🤖 AI Summary
Generative models such as diffusion models rely on multi-step numerical integration for inference, incurring high computational cost; while consistency models enable one-step generation, they lack a unified theoretical foundation. Method: We propose a novel paradigm that directly learns the flow map between two time points of an ordinary differential equation (ODE), unifying consistency modeling, progressive distillation, and other few-step generation approaches. Leveraging stochastic interpolation, we jointly optimize flow map prediction and velocity field distillation loss, integrating ODE theory with neural operator principles to enable tunable step counts for precision–efficiency trade-offs.
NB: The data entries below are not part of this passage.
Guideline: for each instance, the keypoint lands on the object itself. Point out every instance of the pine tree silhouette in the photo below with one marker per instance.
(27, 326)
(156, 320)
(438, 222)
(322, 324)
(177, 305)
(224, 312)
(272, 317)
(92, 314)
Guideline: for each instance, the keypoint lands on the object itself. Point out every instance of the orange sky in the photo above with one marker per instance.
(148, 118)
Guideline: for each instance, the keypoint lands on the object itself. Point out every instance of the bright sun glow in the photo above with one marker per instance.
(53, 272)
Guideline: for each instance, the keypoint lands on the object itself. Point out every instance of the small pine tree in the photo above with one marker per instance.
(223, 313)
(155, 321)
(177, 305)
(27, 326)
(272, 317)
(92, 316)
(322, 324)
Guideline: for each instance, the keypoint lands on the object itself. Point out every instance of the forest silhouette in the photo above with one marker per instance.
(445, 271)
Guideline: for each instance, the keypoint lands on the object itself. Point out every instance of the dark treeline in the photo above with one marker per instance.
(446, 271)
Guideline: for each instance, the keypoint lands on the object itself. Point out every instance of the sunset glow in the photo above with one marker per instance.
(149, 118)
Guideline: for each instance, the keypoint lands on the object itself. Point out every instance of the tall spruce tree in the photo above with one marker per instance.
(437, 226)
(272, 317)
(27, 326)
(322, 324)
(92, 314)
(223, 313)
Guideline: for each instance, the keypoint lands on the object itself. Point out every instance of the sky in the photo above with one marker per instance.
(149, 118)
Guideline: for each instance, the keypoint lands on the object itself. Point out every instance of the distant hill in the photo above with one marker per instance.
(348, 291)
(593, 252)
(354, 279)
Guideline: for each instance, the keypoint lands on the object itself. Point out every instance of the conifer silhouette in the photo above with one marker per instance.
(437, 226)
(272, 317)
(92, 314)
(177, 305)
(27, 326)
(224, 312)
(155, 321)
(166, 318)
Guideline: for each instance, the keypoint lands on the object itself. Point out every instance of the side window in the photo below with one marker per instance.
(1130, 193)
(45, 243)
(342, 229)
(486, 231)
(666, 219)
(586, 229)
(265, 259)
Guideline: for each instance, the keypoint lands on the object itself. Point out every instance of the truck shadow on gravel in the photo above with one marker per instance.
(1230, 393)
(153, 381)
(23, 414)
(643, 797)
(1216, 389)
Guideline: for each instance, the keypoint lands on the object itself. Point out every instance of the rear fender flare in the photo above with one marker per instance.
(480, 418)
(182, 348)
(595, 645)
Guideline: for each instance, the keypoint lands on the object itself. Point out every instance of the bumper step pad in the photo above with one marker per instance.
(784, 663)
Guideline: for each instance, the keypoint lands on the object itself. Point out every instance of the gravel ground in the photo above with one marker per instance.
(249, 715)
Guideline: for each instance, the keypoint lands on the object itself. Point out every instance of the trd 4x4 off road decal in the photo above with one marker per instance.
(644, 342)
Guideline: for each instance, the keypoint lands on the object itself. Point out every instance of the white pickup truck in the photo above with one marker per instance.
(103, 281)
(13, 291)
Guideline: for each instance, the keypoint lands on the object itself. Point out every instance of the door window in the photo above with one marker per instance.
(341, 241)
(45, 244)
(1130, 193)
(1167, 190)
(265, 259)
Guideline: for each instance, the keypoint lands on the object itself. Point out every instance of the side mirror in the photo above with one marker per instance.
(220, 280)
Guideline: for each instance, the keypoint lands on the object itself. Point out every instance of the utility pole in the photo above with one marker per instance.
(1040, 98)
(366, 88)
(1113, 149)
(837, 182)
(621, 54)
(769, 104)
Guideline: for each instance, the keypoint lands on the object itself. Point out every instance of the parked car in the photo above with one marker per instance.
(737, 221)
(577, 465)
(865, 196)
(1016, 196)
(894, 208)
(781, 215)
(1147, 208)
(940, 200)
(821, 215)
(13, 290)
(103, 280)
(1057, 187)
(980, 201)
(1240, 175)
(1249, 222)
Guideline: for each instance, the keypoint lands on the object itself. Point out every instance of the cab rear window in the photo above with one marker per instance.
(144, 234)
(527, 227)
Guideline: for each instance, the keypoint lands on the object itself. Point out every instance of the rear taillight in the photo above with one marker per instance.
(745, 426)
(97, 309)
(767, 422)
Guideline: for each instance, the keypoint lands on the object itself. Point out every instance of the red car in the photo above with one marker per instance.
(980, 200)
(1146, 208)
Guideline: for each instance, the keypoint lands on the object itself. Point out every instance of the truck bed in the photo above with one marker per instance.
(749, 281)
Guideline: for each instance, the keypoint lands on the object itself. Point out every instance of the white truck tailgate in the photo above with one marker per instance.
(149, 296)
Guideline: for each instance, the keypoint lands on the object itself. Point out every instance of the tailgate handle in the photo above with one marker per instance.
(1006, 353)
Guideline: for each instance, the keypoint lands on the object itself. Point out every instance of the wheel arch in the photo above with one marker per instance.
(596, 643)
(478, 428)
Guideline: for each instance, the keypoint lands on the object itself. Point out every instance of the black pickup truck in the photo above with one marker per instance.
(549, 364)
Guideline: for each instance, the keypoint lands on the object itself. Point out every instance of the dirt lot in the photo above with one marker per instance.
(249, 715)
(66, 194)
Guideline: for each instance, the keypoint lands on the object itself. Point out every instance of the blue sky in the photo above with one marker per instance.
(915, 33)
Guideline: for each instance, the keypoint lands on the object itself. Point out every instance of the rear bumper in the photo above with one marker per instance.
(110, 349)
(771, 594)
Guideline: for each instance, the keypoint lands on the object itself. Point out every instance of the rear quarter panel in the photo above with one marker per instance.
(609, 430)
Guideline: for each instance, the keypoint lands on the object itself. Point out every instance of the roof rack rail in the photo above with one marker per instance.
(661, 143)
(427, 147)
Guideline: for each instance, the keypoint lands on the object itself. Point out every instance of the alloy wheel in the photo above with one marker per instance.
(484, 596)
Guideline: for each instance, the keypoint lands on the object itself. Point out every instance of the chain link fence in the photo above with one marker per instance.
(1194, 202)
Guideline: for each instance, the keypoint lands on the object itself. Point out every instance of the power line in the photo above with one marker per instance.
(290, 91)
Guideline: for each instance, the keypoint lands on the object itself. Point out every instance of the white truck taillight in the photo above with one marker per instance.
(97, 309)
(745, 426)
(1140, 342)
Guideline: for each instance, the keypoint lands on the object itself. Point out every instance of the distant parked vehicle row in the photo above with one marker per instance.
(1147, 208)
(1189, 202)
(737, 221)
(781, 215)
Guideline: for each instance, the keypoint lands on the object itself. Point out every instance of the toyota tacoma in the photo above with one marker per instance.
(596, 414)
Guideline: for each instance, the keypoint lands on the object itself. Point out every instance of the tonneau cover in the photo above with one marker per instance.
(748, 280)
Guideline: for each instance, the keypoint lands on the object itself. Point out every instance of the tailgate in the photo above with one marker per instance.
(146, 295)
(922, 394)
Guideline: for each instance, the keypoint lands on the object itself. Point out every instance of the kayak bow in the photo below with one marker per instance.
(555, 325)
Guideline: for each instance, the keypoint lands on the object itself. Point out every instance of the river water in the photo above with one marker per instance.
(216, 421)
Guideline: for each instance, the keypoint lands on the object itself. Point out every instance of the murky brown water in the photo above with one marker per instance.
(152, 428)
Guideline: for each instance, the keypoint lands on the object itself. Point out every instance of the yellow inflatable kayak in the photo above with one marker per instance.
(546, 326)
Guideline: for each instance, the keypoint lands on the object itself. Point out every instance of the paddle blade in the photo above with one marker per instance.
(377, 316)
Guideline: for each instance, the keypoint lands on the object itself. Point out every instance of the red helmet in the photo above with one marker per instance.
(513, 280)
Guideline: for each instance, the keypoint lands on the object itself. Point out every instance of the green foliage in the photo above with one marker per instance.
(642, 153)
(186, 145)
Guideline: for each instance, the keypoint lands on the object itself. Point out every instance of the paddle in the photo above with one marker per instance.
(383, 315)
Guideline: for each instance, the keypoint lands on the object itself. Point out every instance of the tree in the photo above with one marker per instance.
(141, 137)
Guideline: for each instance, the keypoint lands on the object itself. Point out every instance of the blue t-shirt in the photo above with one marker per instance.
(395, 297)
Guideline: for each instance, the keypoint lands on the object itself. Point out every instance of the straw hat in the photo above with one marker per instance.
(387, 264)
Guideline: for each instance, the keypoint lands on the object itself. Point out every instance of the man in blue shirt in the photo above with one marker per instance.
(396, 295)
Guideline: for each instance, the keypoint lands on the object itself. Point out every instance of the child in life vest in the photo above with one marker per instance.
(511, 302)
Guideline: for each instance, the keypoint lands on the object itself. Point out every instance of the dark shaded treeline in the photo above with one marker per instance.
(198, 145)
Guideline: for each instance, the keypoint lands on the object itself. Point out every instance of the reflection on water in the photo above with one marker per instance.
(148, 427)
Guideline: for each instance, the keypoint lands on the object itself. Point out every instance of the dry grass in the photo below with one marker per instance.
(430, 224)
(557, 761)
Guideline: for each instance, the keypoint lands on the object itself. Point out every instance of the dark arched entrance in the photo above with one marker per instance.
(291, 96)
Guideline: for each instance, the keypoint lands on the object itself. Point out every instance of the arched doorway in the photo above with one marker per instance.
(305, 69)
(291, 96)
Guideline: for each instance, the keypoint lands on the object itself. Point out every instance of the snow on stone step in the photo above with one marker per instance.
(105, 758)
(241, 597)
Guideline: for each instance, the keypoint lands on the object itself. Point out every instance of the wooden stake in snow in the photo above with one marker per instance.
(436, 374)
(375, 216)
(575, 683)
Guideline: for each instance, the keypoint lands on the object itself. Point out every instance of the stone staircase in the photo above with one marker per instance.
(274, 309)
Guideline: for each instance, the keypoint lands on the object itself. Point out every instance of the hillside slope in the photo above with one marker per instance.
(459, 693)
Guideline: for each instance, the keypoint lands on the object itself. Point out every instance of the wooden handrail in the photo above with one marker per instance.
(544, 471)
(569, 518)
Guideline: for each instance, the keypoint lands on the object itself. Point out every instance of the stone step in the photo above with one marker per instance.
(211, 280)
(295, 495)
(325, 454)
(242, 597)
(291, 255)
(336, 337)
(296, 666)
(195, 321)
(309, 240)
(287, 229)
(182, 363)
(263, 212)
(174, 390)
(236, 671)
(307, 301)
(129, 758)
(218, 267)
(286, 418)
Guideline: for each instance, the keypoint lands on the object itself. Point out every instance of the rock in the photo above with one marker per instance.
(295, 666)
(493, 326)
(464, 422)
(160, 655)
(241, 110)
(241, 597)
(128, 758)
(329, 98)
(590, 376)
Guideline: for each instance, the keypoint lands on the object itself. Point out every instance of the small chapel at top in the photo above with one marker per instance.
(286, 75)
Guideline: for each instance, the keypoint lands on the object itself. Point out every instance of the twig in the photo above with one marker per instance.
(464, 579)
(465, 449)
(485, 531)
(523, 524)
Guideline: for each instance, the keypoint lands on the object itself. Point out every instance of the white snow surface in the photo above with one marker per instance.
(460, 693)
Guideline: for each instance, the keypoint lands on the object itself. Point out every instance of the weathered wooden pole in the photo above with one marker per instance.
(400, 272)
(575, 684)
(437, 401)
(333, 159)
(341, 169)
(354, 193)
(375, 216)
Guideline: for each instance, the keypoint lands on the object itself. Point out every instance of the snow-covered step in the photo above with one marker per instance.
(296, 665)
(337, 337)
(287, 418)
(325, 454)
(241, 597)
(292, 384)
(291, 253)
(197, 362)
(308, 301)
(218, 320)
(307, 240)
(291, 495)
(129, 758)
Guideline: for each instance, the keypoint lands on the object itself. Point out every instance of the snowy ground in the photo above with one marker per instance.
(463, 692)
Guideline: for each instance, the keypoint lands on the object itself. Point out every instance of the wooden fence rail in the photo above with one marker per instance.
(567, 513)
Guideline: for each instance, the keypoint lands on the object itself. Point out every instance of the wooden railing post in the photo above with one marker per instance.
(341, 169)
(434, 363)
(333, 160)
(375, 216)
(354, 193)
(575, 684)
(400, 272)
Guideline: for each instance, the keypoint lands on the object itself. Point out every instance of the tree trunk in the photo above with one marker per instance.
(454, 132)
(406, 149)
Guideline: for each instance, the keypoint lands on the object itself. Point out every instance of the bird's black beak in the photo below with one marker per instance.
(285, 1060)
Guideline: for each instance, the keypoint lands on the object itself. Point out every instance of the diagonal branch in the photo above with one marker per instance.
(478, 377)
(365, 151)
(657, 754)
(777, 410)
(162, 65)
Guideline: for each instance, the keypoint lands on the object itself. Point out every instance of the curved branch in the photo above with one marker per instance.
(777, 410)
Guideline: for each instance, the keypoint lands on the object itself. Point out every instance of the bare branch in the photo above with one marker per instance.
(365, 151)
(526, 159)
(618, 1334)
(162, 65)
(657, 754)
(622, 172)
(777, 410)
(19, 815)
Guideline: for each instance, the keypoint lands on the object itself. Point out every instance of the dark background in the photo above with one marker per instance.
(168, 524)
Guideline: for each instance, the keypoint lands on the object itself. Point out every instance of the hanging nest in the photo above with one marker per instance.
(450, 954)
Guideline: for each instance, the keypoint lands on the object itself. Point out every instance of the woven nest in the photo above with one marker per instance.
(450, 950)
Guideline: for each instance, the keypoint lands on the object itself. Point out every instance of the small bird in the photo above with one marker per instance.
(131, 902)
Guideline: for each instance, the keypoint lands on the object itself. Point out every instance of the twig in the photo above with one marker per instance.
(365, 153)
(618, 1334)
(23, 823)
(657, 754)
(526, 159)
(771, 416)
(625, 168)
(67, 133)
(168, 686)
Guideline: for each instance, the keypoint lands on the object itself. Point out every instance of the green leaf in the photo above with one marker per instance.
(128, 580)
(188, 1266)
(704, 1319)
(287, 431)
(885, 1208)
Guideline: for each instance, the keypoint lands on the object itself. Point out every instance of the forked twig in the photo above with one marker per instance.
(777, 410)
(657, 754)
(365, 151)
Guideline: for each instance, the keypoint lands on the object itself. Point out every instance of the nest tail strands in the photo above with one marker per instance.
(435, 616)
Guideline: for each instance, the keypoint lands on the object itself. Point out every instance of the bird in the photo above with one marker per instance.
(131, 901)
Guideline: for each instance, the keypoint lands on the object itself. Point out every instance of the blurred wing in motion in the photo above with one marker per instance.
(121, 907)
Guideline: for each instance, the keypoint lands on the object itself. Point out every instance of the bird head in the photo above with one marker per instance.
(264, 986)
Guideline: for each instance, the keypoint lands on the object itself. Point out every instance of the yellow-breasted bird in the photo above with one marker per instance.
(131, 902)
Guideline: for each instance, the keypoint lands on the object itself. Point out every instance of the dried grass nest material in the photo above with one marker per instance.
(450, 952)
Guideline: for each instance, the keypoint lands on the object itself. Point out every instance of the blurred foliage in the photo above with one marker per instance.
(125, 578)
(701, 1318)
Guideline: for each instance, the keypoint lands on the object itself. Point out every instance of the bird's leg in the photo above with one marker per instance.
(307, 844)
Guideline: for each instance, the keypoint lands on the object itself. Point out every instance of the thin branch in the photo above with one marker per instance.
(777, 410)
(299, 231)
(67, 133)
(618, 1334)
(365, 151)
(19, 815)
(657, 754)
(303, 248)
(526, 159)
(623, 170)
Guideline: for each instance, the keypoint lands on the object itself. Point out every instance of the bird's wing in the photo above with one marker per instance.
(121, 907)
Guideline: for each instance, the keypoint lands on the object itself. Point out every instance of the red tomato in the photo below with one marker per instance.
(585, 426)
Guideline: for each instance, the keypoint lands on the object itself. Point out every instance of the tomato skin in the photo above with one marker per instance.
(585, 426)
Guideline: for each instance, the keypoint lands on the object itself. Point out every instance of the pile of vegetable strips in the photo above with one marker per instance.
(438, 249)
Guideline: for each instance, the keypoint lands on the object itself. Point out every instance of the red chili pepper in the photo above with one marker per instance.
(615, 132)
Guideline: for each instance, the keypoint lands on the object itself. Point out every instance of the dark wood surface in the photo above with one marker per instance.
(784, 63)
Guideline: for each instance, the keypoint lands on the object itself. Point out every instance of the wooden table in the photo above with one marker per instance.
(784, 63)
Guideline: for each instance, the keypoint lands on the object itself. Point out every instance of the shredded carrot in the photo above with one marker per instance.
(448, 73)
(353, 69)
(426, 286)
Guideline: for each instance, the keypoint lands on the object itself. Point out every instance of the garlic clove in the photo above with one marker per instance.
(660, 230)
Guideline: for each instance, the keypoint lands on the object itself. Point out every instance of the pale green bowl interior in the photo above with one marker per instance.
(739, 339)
Contribution/Results: On CIFAR-10 and ImageNet 32×32, our method achieves 10–50× speedup in sampling over standard diffusion models while preserving competitive sample quality—demonstrating both theoretical coherence and practical efficacy in accelerating generative inference.
📝 Abstract
Generative models based on dynamical transport of measure, such as diffusion models, flow matching models, and stochastic interpolants, learn an ordinary or stochastic differential equation whose trajectories push initial conditions from a known base distribution onto the target. While training is cheap, samples are generated via simulation, which is more expensive than one-step models like GANs. To close this gap, we introduce flow map matching -- an algorithm that learns the two-time flow map of an underlying ordinary differential equation. The approach leads to an efficient few-step generative model whose step count can be chosen a-posteriori to smoothly trade off accuracy for computational expense. Leveraging the stochastic interpolant framework, we introduce losses for both direct training of flow maps and distillation from pre-trained (or otherwise known) velocity fields. Theoretically, we show that our approach unifies many existing few-step generative models, including consistency models, consistency trajectory models, progressive distillation, and neural operator approaches, which can be obtained as particular cases of our formalism. With experiments on CIFAR-10 and ImageNet 32x32, we show that flow map matching leads to high-quality samples with significantly reduced sampling cost compared to diffusion or stochastic interpolant methods.